Putin believes he cannot ‘afford to lose’ Ukraine war: CIA chief
Russian President Vladimir Putin believes that he cannot afford to lose in Ukraine and is “doubling down” on the war, but does not show signs of planning to use tactical nuclear weapons, CIA director Bill Burns said.
Despite the failure of Russian forces to capture Kyiv and their struggle to advance along the war’s main front lines in the southeastern Donbas region, Putin has not changed his view that his troops can defeat Ukraine’s forces, the CIA director said on Saturday, reports AFP.
Putin’s belief in Russia’s ability to wear down Ukrainian resistance probably has not been shaken despite key battlefield defeats, Burns told a conference.
“I think he’s in a frame of mind in which he doesn’t believe he can afford to lose,” Burns said.
The US intelligence agency chief said that Putin has been “stewing” for years about Ukraine - which was once part of the Soviet Union - describing the Russian leader’s thinking on the issue as a “very combustible combination of grievance and ambition and insecurity”.
The Russian leader has not been deterred by the stiff resistance demonstrated by Ukraine’s armed forces in the war, “because he staked so much on the choices that he made to launch this invasion,” Burns said.
“I think he’s convinced right now that doubling down still will enable him to make progress.”
Tactical nuclear weapons
Burns, a former US ambassador to Russia who has spent much time studying the Russian leader, said the CIA and other Western intelligence agencies see no sign that Moscow is prepared to deploy tactical nuclear weapons in order to gain a victory in Ukraine or to target Kyiv’s supporters.
Russia had placed its nuclear forces on high alert shortly after launching the invasion on February 24. Since then, Putin and other Russian officials have made thinly veiled threats hinting at a willingness to deploy Russia’s tactical nuclear weapons if the West directly intervenes in the Ukraine conflict.
“We don’t see, as an intelligence community, practical evidence at this point of Russian planning for the deployment or even potential use of tactical nuclear weapons,” Burns said.
“Given the kind of sabre-rattling that … we’ve heard from the Russian leadership, we can’t take lightly those possibilities,” he added.
“So we stay very sharply focused as an intelligence service … on those possibilities at a moment when the stakes are very high for Russia.”
Burns did not offer any assessment of the current battlefield situation in Ukraine or predict how the war might end.
China ‘unsettled’
The CIA director said that China, which Washington now sees as its primary adversary, is studying closely the lessons of the war in Ukraine and what that may mean for Beijing’s desire to take control of Taiwan.
Burns said he does not believe that Chinese President Xi Jinping has altered his goal of eventually uniting Taiwan with China, by force if necessary.
But he believed that Beijing has been “surprised” by the poor performance of Russian military forces, as well as the tough resistance coming from the entire Ukrainian society, as well as the strong military support the West has provided Kyiv.

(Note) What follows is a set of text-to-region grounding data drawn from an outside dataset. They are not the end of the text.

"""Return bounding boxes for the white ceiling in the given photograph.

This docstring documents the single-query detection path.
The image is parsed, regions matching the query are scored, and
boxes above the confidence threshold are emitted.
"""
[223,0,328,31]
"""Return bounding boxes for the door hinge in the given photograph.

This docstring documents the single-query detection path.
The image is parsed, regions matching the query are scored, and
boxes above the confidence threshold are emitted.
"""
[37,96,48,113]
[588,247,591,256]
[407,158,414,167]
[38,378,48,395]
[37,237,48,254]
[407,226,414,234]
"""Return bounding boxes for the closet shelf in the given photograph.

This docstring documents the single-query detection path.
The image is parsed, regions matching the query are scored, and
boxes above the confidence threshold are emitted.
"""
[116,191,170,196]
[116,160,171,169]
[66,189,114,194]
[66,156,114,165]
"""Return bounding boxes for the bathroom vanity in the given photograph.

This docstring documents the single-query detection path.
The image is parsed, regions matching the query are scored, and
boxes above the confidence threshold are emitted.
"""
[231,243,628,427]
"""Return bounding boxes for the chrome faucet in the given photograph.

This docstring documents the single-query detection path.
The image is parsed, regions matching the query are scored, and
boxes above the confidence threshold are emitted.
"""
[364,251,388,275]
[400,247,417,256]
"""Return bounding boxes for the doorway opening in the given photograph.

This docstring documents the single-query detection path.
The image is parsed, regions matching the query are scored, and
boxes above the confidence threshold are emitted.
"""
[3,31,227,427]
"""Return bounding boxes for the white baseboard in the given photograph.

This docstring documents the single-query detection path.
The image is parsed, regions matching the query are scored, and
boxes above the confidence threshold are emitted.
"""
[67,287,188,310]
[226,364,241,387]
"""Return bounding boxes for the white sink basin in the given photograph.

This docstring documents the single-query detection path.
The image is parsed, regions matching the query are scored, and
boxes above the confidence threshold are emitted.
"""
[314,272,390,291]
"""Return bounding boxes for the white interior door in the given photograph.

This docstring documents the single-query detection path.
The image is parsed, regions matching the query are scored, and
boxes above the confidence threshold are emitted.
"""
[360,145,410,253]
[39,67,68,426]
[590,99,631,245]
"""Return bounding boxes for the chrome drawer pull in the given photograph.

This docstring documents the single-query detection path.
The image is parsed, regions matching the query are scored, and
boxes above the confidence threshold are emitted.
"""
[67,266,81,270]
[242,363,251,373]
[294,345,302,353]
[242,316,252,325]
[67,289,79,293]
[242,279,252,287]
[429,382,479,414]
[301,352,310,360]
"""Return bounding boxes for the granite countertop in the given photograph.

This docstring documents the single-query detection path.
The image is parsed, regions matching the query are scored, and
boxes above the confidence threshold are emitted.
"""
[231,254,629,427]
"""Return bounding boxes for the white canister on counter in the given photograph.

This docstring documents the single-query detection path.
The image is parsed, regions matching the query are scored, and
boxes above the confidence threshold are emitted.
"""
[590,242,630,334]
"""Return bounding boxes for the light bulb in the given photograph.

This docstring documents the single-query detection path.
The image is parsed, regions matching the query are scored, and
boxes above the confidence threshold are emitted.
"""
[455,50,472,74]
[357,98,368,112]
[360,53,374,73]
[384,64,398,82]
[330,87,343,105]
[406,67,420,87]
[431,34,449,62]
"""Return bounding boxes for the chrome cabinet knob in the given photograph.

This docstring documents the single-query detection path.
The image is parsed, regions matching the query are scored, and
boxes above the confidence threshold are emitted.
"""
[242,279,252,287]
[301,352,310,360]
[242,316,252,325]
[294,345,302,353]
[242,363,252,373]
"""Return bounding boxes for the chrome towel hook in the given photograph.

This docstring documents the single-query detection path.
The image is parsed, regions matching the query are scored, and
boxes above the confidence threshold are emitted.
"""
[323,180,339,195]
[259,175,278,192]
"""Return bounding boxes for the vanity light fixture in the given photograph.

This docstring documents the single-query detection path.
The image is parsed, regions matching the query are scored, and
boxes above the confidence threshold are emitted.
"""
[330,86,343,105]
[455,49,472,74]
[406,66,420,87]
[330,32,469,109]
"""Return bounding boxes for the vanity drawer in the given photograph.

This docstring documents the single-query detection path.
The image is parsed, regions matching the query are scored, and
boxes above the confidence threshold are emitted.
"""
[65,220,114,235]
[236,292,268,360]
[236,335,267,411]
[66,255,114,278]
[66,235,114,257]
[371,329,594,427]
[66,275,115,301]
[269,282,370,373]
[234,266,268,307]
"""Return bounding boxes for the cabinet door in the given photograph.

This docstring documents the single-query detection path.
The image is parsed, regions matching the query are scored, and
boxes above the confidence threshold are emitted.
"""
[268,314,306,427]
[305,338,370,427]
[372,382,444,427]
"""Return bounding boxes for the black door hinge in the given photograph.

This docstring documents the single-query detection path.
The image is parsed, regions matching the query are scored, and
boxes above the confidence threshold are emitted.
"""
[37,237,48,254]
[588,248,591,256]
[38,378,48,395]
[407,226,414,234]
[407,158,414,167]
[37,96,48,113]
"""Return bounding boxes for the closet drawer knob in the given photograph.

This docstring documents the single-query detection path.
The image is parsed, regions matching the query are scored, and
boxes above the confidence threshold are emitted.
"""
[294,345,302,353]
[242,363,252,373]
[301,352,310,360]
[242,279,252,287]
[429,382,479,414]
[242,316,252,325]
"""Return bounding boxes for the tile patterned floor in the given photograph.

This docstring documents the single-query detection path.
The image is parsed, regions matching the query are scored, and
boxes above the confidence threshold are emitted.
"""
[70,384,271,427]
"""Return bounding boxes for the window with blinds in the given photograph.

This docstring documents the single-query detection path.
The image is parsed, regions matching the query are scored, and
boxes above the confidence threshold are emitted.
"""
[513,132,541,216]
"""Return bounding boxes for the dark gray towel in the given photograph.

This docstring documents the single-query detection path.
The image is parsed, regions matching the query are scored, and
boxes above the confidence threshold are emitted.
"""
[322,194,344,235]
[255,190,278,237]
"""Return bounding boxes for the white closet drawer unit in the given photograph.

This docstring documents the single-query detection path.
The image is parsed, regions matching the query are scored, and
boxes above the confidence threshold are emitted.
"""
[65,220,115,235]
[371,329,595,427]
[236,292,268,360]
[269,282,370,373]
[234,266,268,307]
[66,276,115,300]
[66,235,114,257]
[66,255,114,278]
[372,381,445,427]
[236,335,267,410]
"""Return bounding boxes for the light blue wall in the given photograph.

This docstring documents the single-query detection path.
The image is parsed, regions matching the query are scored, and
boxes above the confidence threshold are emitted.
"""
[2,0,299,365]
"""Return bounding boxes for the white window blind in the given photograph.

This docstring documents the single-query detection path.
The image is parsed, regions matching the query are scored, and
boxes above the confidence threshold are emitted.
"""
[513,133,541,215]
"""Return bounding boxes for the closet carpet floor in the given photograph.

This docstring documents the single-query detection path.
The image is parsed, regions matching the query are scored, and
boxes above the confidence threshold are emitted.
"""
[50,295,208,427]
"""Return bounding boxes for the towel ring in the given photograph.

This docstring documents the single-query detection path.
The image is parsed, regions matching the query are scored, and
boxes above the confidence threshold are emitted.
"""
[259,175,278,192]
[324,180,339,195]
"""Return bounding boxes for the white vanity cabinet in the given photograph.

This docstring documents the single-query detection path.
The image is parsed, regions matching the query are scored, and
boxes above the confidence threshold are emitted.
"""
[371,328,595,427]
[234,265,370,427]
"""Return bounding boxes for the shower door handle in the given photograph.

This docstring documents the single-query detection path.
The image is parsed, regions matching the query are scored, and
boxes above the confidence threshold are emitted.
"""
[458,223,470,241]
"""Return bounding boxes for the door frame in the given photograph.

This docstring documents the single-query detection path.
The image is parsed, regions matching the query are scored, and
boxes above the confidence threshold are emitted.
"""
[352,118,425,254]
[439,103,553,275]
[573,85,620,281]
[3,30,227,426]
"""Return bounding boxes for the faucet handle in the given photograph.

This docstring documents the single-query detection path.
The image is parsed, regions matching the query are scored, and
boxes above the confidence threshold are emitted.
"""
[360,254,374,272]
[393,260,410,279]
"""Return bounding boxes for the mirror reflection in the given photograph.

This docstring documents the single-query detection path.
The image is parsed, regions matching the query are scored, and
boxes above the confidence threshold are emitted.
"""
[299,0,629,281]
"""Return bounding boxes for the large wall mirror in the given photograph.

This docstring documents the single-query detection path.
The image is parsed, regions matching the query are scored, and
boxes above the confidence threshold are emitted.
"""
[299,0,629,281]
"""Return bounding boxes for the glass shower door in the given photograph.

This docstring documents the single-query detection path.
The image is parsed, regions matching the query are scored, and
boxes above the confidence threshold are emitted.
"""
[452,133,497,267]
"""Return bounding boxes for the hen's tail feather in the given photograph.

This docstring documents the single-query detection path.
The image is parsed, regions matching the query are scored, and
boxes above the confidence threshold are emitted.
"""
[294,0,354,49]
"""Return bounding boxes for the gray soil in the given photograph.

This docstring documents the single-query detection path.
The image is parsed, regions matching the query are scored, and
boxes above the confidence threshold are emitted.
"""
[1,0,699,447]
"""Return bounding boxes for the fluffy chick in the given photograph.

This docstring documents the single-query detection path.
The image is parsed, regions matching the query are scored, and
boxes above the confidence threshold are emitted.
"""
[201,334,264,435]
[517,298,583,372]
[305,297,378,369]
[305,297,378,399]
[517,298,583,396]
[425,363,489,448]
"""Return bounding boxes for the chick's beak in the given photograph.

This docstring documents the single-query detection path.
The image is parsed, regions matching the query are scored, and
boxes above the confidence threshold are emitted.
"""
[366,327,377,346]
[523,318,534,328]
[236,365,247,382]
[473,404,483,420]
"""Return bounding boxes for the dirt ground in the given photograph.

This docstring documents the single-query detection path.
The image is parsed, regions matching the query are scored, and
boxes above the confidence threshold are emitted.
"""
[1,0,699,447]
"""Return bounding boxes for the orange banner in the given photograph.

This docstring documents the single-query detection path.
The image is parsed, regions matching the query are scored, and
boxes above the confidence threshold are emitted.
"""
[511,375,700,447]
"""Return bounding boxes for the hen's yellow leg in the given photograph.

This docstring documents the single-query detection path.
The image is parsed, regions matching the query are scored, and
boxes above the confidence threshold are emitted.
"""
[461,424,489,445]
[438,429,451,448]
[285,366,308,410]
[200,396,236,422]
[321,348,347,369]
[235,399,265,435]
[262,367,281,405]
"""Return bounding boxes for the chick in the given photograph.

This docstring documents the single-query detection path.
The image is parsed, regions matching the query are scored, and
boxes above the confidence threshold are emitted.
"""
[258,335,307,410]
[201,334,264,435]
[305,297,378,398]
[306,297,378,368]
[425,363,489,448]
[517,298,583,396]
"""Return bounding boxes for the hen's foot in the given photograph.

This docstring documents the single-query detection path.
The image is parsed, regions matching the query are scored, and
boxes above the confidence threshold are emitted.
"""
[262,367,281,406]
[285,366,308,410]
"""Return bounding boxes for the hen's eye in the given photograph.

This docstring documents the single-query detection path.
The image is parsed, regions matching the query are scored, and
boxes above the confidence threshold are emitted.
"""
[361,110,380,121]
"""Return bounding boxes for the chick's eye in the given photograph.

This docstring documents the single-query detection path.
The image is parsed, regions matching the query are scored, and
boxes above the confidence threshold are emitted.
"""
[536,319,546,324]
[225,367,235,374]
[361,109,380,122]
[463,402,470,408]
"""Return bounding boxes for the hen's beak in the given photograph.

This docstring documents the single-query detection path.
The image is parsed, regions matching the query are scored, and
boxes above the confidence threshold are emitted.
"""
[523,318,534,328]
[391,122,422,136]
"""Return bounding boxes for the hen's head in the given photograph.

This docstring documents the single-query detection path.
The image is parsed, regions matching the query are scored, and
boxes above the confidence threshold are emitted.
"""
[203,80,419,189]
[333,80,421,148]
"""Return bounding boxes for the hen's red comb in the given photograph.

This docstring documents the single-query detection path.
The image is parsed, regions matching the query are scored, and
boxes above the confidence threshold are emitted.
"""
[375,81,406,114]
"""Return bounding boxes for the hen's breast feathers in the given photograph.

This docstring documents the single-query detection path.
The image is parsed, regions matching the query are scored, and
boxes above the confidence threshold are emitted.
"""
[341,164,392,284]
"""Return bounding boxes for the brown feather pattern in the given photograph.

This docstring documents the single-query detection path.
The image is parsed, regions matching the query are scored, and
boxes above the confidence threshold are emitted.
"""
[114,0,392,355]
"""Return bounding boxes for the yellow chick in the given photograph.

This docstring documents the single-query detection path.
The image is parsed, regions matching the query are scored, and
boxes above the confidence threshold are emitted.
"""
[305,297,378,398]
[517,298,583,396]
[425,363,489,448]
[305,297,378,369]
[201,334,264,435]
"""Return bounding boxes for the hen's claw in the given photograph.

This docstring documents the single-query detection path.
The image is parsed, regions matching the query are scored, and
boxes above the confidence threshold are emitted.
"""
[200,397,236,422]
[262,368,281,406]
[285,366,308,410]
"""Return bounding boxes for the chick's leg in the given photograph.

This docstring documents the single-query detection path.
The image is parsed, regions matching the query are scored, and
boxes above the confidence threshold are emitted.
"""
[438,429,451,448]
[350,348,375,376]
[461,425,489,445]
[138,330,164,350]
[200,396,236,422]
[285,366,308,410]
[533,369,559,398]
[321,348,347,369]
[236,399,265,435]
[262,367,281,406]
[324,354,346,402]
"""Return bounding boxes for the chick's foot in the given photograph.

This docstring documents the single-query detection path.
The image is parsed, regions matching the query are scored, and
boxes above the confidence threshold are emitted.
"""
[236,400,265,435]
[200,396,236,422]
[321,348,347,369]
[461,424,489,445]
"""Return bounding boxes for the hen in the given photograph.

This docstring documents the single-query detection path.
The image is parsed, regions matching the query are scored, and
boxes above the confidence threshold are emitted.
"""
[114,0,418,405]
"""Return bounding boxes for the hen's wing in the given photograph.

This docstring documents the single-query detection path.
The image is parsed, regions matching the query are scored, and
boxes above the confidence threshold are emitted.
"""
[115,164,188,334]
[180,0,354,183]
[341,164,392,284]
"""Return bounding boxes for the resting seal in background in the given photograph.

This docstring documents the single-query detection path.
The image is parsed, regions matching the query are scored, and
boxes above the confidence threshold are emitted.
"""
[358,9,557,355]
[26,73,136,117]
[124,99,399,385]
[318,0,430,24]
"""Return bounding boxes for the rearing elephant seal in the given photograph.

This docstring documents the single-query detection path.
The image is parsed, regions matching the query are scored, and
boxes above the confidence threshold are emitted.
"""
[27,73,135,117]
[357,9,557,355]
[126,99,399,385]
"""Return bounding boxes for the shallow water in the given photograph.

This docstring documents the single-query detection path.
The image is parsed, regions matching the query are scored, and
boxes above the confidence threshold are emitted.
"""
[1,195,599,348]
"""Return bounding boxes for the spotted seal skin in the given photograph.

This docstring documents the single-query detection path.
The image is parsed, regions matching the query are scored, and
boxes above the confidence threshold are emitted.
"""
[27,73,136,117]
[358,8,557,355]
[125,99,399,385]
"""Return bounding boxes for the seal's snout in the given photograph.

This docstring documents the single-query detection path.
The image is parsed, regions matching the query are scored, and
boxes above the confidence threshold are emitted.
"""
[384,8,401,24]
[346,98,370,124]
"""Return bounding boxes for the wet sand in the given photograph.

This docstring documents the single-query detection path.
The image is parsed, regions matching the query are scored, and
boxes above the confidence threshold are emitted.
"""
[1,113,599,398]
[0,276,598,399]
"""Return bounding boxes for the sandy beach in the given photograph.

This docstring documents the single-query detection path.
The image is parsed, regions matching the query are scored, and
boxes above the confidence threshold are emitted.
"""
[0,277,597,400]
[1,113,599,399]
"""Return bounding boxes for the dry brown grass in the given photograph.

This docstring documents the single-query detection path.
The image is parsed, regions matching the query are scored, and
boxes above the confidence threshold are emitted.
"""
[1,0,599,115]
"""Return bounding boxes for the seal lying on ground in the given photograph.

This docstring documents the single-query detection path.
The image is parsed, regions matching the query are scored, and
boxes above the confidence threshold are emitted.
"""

Russia’s experience in Ukraine is probably affecting Beijing’s calculation “about how and when” they try to gain control of Taiwan, which China views as a renegade province.
“I think they’ve been struck by the way in which particularly the transatlantic alliance has come together to impose economic costs on Russia as a result of that aggression,” he continued.
Beijing has been “unsettled by the fact that what Putin has done is to drive Europeans and Americans closer together,” Burns said.
“What conclusions get drawn from all that remains a question mark,” he said.
“I think the Chinese leadership is looking very carefully at all this, at the costs and consequences of any effort to use force to gain control over Taiwan.”